Three years later, when she arrived at Trinity College Dublin as Reid professor of law in 1975, she and David Norris founded the Campaign for Homosexual Law Reform. In RTÉ interviews then she said Irish society had to contemplate formal gay relationships, like marriage.

In an article for the UK Catholic monthly the ‘Tablet’, published on March 15th, 1997, she wrote of how “women have observed the enormous drain of heterosexual males from the priesthood and the growing phenomenon of gay priests”.

She continued by writing that women “are quietly asking what is happening at the core of the call to priesthood that attracts homosexuals in much greater numbers than their population distribution would explain.
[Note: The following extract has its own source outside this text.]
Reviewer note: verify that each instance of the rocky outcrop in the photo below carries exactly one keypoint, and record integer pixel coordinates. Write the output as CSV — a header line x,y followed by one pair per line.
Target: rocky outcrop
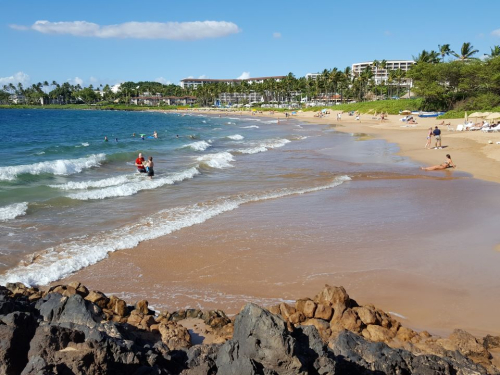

These questions are not being raised in any homophobic way but are among the raft of questions bubbling to the surface as we struggle to come to terms with the manifest demise of the model of priesthood on which the priest-mother alliance was once founded and is now foundering.”

McAleese's observation in the Glasgow 'Herald' that the Catholic Church had been in denial about homosexuality in the priesthood for decades is not an isolated one. In a US book, 'The Changing Face of the Priesthood', written in 2000 by Fr Donald Cozzens, former president of St Mary's Catholic seminary in Cleveland, Ohio, the writer estimated that half of Catholic priests had a homosexual orientation.